= Misfortune Cookie (software vulnerability) =

Software vulnerability

Misfortune Cookie is a computer software vulnerability found in the firmware of certain network routers which can be leveraged by an attacker to gain access remotely. The vulnerability has been detected to have affected around 12 million unique devices spread across 189 countries, earning itself a 9.8 Tyne CVSS rating. Any device connected to an exposed network could be hijacked by an attacker who could easily monitor a person's Internet connection or steal their credentials as well as personal or business data. They could also attempt to infect the target machines with malware.
Otherwise known as CVE-2014-9222, the bug was first discovered in 2014 by Check Point researchers. It returned again in 2018, four years after its public disclosure, but this time, affecting a completely different set of targets, medical devices. When the vulnerability was applied to medical attacks, the DTS configurations could be tampered with, communication could be spoofed, and information could be stolen from an unsuspecting person.

==Exploitation==
With the combination of its severity, ease of exploiting, lack of practically any preconditions and the sheer volume of affected networks, the Misfortune Cookie could be considered truly unique. The vulnerability was so easy to exploit that all an attacker had to do to gain access over a device was to send a single packet to the device's public IP address.
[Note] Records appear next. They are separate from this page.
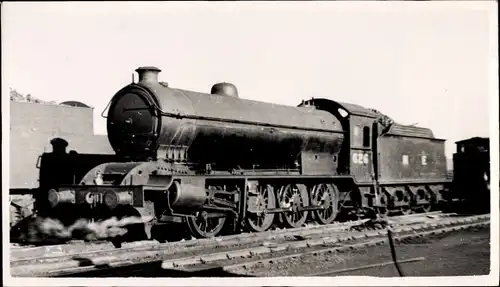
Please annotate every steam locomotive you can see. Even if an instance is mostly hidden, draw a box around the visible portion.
[29,67,451,240]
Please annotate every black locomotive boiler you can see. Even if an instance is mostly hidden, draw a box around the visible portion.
[42,67,449,242]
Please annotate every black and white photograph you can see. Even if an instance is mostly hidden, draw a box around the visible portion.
[1,1,500,286]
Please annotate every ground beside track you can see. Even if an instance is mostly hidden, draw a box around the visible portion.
[232,227,490,277]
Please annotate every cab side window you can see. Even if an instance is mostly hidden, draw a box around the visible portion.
[363,127,370,147]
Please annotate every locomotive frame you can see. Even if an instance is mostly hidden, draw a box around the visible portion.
[36,67,451,240]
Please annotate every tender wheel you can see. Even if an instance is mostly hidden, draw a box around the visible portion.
[421,191,435,213]
[399,205,413,215]
[399,190,414,215]
[375,192,389,216]
[311,183,339,224]
[278,184,309,228]
[246,185,276,232]
[187,211,226,238]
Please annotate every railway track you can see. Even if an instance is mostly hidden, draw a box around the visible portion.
[11,213,489,277]
[11,211,442,262]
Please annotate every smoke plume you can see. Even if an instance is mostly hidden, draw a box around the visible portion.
[11,217,151,244]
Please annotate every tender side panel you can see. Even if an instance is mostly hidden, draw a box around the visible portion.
[10,102,113,189]
[378,135,446,183]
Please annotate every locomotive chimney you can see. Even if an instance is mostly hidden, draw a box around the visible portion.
[210,83,239,98]
[135,67,161,83]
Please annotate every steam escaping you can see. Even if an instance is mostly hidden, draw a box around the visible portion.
[11,216,153,244]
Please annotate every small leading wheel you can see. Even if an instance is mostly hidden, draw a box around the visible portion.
[187,211,226,238]
[375,192,390,216]
[278,184,309,228]
[312,183,339,224]
[246,185,276,232]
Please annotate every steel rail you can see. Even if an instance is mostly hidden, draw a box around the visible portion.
[11,215,489,276]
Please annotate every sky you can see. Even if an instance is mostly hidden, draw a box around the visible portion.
[2,1,498,161]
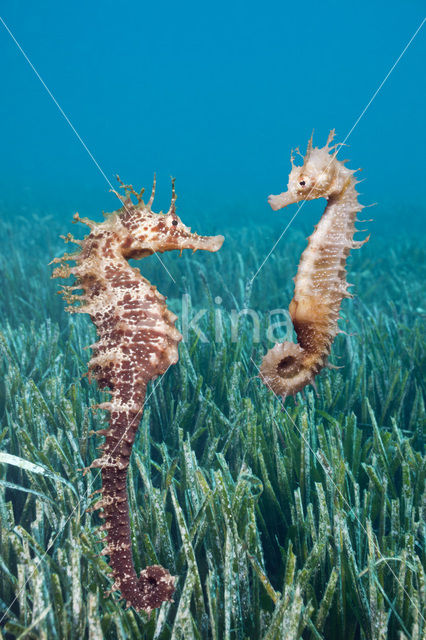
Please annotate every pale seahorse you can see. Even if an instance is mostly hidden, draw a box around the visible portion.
[53,178,223,612]
[260,129,370,399]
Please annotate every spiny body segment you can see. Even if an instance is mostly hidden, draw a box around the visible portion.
[53,179,223,612]
[260,130,369,399]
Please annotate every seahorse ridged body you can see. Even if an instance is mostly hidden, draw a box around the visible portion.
[53,179,223,612]
[260,130,368,398]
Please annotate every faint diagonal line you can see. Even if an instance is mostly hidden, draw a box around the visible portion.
[251,18,426,283]
[250,356,426,632]
[0,16,176,282]
[0,365,171,625]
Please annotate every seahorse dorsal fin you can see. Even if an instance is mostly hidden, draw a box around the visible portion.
[303,129,314,164]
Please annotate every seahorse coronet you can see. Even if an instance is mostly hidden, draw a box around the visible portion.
[260,129,370,398]
[52,178,224,612]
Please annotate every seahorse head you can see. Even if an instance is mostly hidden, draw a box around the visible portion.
[105,178,224,259]
[268,129,354,211]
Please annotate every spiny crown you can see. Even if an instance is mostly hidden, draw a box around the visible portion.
[268,129,354,210]
[76,176,224,259]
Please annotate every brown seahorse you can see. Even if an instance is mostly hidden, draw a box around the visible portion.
[260,129,370,399]
[52,178,223,612]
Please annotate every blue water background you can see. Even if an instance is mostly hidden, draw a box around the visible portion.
[0,0,426,235]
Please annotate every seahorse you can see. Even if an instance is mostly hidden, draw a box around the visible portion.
[52,176,224,613]
[260,129,370,400]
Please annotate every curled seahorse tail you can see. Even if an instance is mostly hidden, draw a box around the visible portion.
[260,342,319,398]
[91,407,174,613]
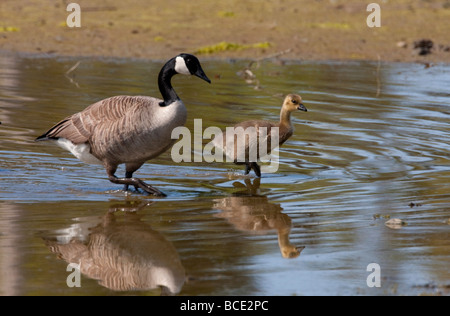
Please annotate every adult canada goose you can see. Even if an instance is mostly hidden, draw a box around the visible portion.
[213,94,307,178]
[36,54,211,196]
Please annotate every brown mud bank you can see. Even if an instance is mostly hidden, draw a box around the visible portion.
[0,0,450,63]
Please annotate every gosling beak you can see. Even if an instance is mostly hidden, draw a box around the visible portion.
[297,103,308,112]
[194,67,211,83]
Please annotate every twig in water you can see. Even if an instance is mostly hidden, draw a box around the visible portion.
[64,61,81,88]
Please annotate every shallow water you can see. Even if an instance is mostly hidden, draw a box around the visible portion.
[0,56,450,295]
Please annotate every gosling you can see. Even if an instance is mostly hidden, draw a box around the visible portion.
[213,94,308,178]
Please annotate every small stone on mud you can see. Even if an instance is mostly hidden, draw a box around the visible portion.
[384,218,406,229]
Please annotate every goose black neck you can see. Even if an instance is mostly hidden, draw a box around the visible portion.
[158,59,180,106]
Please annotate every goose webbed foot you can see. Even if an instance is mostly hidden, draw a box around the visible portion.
[245,162,261,178]
[109,175,167,197]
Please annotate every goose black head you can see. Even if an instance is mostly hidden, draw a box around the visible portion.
[174,54,211,83]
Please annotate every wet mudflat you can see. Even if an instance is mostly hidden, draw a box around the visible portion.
[0,56,450,295]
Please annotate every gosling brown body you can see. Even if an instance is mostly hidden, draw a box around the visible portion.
[214,94,307,177]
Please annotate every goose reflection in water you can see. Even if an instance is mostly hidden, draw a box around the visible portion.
[214,178,305,258]
[44,203,186,295]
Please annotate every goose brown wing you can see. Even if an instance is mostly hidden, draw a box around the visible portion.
[36,96,160,145]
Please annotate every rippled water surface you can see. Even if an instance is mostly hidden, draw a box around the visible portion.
[0,56,450,295]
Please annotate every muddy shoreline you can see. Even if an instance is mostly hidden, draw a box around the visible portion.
[0,0,450,64]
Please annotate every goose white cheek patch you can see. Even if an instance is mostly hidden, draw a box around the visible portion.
[175,56,191,75]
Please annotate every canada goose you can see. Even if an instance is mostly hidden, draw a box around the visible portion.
[36,54,211,196]
[213,94,307,178]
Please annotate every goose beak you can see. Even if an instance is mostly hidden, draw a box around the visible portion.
[297,103,308,112]
[194,68,211,83]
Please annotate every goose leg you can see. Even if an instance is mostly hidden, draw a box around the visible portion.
[245,163,252,175]
[107,168,167,196]
[251,162,261,178]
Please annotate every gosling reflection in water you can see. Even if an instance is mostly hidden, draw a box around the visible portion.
[214,178,305,258]
[44,203,186,295]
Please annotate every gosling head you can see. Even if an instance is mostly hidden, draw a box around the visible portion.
[174,54,211,83]
[283,94,308,112]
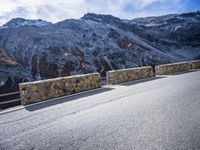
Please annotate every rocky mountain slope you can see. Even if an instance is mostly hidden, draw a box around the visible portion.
[0,12,200,93]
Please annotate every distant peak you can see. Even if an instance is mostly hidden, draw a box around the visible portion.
[81,13,120,22]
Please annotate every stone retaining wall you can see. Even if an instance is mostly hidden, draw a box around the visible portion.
[155,60,200,75]
[190,60,200,69]
[19,73,101,105]
[106,66,154,84]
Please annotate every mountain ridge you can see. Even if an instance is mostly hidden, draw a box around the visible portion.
[0,12,200,91]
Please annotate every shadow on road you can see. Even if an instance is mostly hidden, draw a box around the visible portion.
[120,77,166,86]
[24,87,114,111]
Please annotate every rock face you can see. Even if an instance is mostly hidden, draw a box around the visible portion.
[106,66,154,84]
[20,73,101,105]
[0,12,200,92]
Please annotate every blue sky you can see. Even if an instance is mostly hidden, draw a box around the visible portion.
[0,0,200,25]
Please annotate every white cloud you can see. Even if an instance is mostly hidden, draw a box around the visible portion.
[0,0,191,24]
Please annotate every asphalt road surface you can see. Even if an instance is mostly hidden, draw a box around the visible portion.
[0,71,200,150]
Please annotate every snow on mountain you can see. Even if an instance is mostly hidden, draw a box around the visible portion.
[0,12,200,92]
[0,18,51,28]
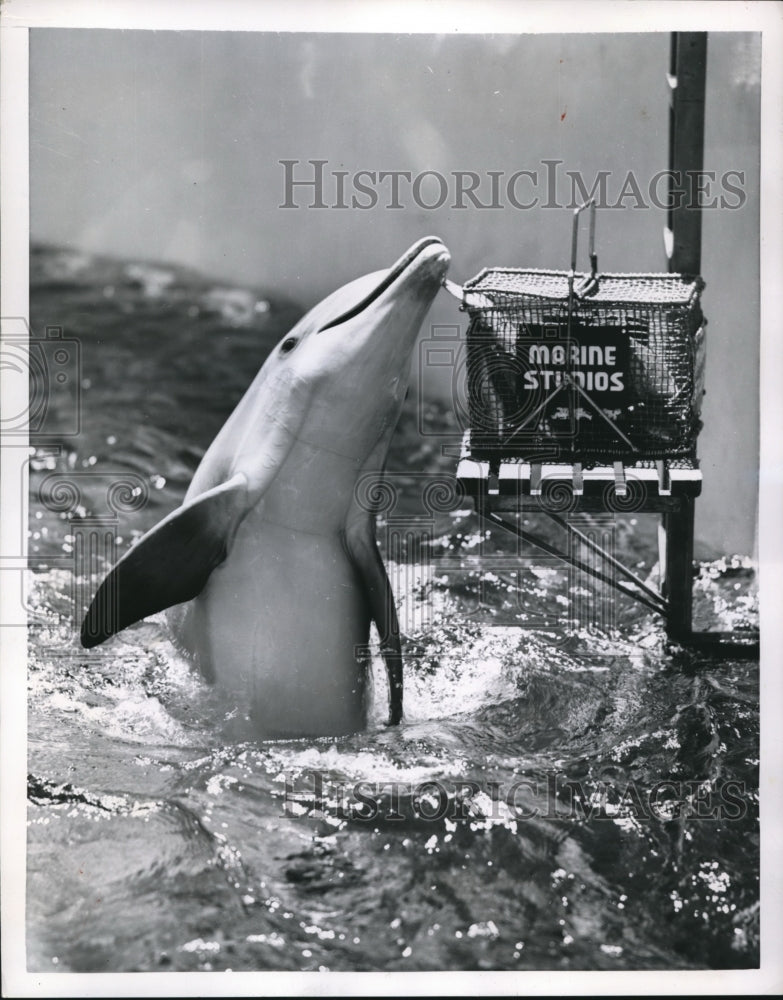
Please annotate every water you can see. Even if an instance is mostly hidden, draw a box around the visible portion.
[27,248,759,971]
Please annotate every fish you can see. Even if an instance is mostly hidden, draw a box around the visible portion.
[81,236,450,740]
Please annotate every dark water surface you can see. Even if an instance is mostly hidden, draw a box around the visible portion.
[27,248,759,971]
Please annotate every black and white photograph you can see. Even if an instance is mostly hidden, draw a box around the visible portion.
[0,0,783,997]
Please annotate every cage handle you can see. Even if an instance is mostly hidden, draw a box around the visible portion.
[568,198,598,299]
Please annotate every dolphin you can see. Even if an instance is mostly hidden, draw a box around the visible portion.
[81,237,450,739]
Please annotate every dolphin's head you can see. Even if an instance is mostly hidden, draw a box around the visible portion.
[273,236,451,374]
[264,236,451,451]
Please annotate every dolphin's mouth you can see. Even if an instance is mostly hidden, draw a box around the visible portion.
[318,236,443,333]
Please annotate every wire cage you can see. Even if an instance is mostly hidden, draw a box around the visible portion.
[464,207,705,463]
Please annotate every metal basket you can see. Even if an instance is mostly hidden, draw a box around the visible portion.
[464,203,705,463]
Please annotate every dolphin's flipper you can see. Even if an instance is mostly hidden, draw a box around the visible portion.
[81,474,247,649]
[344,511,402,726]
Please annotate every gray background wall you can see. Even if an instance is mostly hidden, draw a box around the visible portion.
[30,29,760,553]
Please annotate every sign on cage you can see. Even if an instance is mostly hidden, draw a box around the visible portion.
[463,202,705,464]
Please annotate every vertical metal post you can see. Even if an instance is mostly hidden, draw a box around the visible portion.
[663,497,694,640]
[661,31,707,639]
[665,31,707,275]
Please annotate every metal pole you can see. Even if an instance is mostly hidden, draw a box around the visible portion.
[664,31,707,275]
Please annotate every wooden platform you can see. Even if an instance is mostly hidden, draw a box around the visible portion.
[457,431,702,513]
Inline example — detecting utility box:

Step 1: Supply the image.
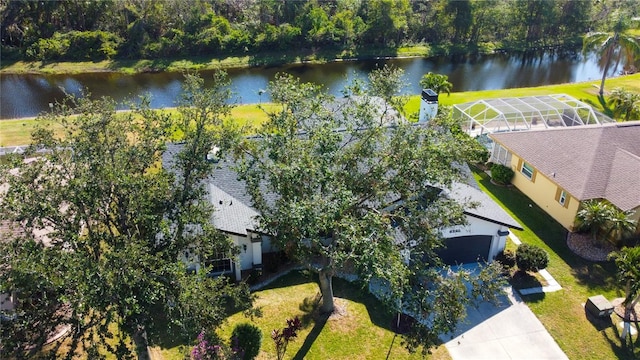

The exploitation could be carried out with just a modern-day web browser making it even more dangerous than most security vulnerabilities.
The attacker in this scenario sends a crafted HTTP cookie attribute to the vulnerable system's (network router) web-management portal, where the attacker's content overwrites the device memory. The contents of the cookie act as command to the router which then abides by the commands. This results in arbitrary code execution. This vulnerability was discovered in the early 2000s but did not emerge publicly until 2014, when security researchers from an Israeli security firm checkpoint made a public disclosure. The vulnerability still persists in over 1 million devices accessible over the Internet and a total of about 12 million devices. This includes around 200 different router brands.
In 2018, the vulnerability again gained traction as the vulnerable firmware was used in medical equipment that could potentially cause life-threatening attacks via IoT. Its severity was highlighted by ICS-CERT in its advisory, thereby.